4) You'll now disaggregate global demand in the "workout" keyword by region to find the top 25 countries with the highest interest in workouts. Read workout_global.csv using the appropriate function provided for loading geographic data, and save it to workout_global. Return a DataFrame containing the 25 countries with the highest interest and save this as top_25_countries.

workout_global = read_geo("data/workout_global.csv")

top_25_countries = workout_global.sort_values(by='interest',ascending=False).head(25).reset_index(drop=True)
top_25_countries

5) Load geo_home_workout_gym_workout_home_gym.csv the appropriate function to load geographic data provided, and save it as geo_categories.

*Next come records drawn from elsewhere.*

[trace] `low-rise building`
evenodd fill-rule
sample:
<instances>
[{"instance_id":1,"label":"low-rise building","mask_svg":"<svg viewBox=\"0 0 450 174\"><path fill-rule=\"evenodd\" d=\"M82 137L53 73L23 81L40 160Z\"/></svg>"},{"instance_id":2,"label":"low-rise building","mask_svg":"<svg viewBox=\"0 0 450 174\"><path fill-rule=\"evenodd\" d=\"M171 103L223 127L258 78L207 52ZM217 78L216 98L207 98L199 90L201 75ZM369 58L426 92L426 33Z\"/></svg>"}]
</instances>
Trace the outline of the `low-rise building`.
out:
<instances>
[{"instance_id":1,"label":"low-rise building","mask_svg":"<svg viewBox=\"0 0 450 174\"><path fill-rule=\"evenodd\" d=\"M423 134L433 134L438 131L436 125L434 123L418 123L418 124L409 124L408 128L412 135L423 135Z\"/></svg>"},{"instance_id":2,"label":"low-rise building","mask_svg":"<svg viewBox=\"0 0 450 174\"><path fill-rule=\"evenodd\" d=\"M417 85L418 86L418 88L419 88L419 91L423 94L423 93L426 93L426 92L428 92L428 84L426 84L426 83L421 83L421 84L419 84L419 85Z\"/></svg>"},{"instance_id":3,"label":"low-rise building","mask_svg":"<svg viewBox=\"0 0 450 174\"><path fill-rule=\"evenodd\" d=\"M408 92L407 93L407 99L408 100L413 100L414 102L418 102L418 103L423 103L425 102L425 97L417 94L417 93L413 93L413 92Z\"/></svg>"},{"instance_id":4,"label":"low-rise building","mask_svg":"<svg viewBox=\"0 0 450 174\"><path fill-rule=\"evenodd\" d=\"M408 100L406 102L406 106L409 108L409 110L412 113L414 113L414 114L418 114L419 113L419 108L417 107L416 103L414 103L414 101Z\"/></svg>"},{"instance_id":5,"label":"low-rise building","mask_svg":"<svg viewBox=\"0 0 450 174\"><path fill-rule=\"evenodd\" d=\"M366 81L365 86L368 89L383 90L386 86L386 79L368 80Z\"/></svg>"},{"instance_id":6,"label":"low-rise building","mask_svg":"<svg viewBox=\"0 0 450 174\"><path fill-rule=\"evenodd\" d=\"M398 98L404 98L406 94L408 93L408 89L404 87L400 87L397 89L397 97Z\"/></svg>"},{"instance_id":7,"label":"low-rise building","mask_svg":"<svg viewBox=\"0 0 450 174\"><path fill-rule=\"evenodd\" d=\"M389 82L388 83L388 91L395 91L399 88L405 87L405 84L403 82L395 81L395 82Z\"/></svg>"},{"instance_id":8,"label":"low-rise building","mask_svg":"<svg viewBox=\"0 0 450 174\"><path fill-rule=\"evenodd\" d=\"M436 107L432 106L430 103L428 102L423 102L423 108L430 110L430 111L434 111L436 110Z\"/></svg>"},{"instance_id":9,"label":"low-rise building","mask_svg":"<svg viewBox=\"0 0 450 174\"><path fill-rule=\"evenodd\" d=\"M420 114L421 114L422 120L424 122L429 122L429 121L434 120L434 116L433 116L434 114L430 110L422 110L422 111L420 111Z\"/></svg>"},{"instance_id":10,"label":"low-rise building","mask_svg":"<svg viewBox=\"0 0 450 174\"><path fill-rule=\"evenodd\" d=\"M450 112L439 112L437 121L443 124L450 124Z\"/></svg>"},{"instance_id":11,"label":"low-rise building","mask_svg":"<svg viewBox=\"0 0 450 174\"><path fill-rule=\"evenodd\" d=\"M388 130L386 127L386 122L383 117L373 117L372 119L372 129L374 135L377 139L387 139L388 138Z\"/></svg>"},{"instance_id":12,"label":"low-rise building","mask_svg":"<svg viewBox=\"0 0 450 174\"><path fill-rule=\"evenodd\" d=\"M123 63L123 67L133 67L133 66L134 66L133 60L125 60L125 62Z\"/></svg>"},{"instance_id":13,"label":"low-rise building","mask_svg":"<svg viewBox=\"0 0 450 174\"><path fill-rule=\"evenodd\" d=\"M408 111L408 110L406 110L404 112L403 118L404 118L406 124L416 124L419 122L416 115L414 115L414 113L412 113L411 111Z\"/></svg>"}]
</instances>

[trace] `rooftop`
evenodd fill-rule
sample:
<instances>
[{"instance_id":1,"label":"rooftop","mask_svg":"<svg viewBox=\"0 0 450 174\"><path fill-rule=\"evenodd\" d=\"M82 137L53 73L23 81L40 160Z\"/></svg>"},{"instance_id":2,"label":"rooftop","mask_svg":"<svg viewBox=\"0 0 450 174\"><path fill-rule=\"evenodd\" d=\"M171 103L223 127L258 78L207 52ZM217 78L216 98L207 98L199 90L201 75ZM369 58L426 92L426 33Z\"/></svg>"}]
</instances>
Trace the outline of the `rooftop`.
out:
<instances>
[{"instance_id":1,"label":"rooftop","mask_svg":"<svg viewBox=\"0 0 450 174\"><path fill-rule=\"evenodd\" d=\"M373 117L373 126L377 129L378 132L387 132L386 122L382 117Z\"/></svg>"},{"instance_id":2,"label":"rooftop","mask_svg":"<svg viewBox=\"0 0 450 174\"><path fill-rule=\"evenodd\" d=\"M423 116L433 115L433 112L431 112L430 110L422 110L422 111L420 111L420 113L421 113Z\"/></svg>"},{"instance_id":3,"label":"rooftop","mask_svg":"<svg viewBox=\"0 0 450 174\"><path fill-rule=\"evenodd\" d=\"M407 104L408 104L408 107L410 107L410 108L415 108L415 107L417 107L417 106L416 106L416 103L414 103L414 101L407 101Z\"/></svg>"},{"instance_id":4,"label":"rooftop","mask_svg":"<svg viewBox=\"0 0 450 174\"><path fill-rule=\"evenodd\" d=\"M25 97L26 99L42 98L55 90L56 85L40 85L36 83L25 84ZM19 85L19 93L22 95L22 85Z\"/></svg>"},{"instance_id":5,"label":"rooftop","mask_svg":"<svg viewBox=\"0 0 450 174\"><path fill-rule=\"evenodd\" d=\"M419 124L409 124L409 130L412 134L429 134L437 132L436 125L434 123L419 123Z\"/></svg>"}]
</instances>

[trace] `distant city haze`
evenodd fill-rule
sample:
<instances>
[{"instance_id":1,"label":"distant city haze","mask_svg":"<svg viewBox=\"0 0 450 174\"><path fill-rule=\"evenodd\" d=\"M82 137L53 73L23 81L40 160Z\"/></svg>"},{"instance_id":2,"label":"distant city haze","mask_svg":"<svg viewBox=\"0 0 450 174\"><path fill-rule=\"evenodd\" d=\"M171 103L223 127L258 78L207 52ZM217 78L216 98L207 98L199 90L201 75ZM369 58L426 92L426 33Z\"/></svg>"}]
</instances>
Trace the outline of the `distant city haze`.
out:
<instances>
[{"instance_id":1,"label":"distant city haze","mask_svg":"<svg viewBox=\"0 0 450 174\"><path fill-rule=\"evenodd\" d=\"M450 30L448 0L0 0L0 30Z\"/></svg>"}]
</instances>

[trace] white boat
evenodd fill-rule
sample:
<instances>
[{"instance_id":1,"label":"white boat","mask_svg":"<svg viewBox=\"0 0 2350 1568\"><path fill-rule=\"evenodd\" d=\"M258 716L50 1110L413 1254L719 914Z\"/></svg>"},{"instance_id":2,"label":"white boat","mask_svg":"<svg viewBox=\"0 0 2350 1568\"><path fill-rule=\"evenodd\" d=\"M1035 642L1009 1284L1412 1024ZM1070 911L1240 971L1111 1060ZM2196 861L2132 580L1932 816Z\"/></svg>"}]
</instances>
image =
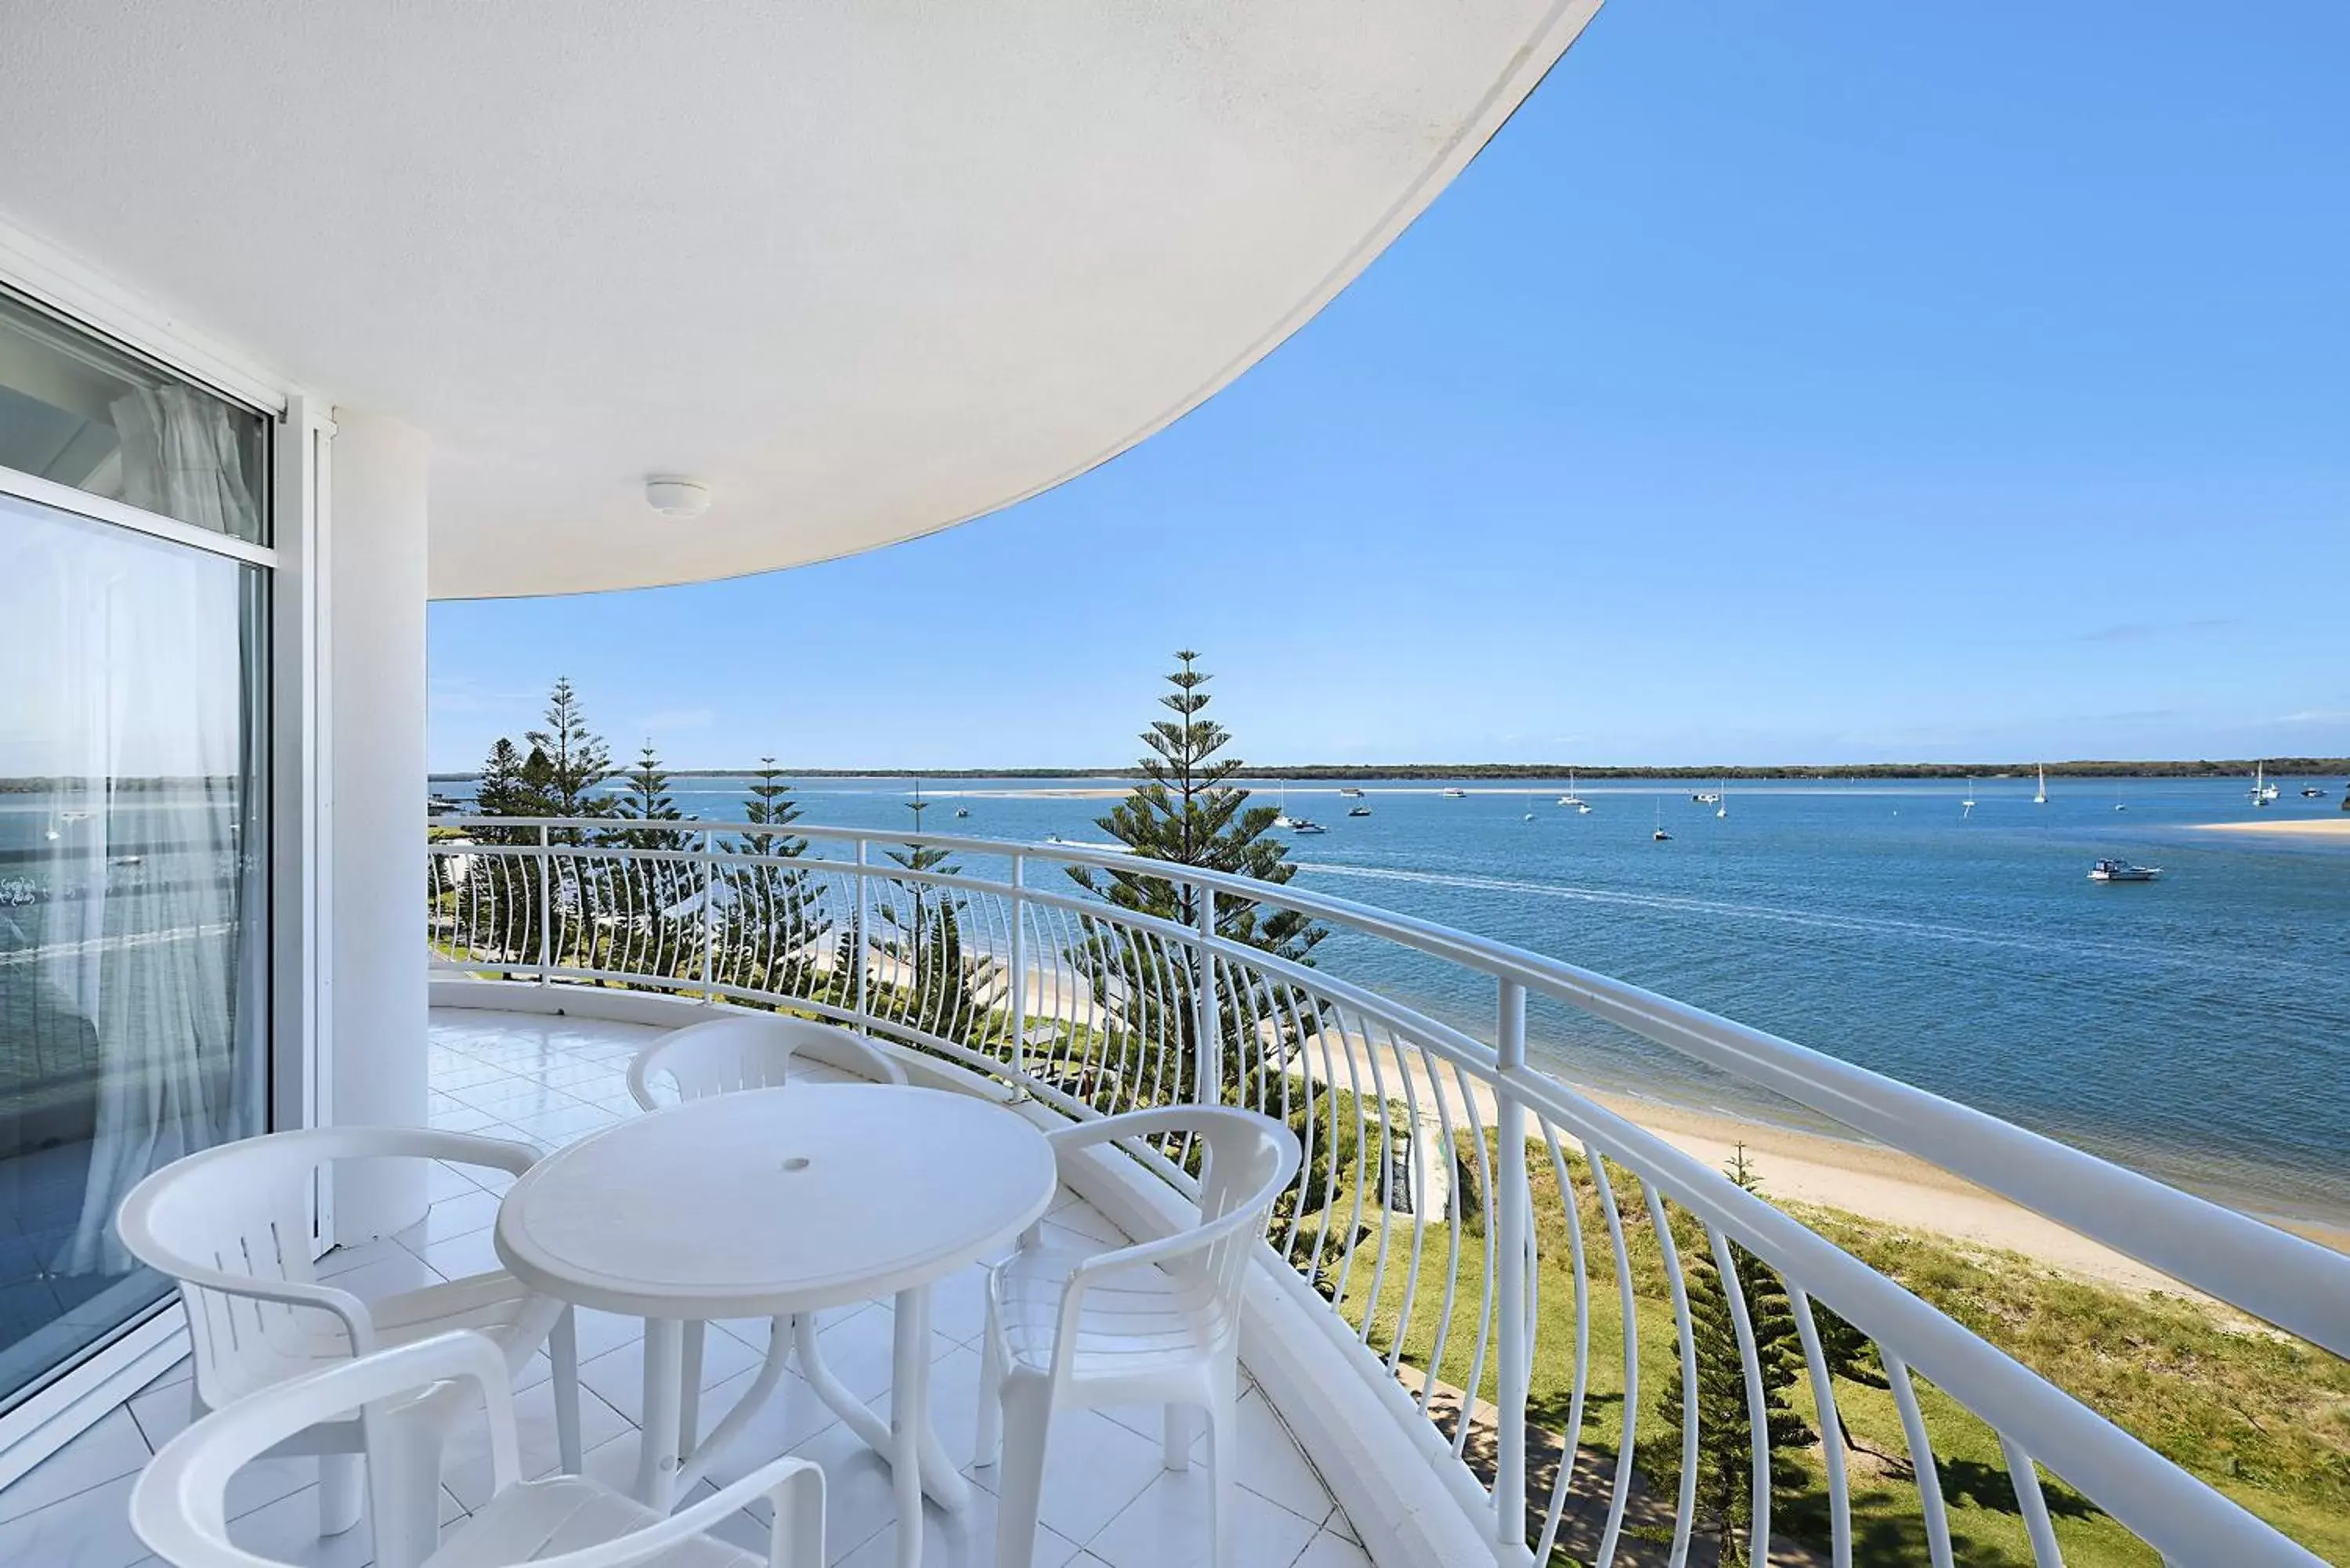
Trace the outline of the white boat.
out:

This time, however, you are using multiple keywords, so you'll need to change one argument! You found previously that many countries from the Middle East and South Asia are in the top 25 countries with interest in workouts, including the "Philippines", "Singapore", the "United Arab Emirates", "Qatar", "Kuwait", "Malaysia", "Sri Lanka", "India", and "Pakistan". Filter geo_categories to return only these countries and save this as a DataFrame MESA.

geo_countries = read_geo("data/geo_home_workout_gym_workout_home_gym.csv", multi=True)

countries_to_keep = ['Philippines','Singapore','United Arab Emirates','Qatar','Kuwait','Malaysia','Sri Lanka','India','Pakistan']
MESA = geo_countries[geo_countries.country.isin(countries_to_keep)]
MESA

‌
‌
‌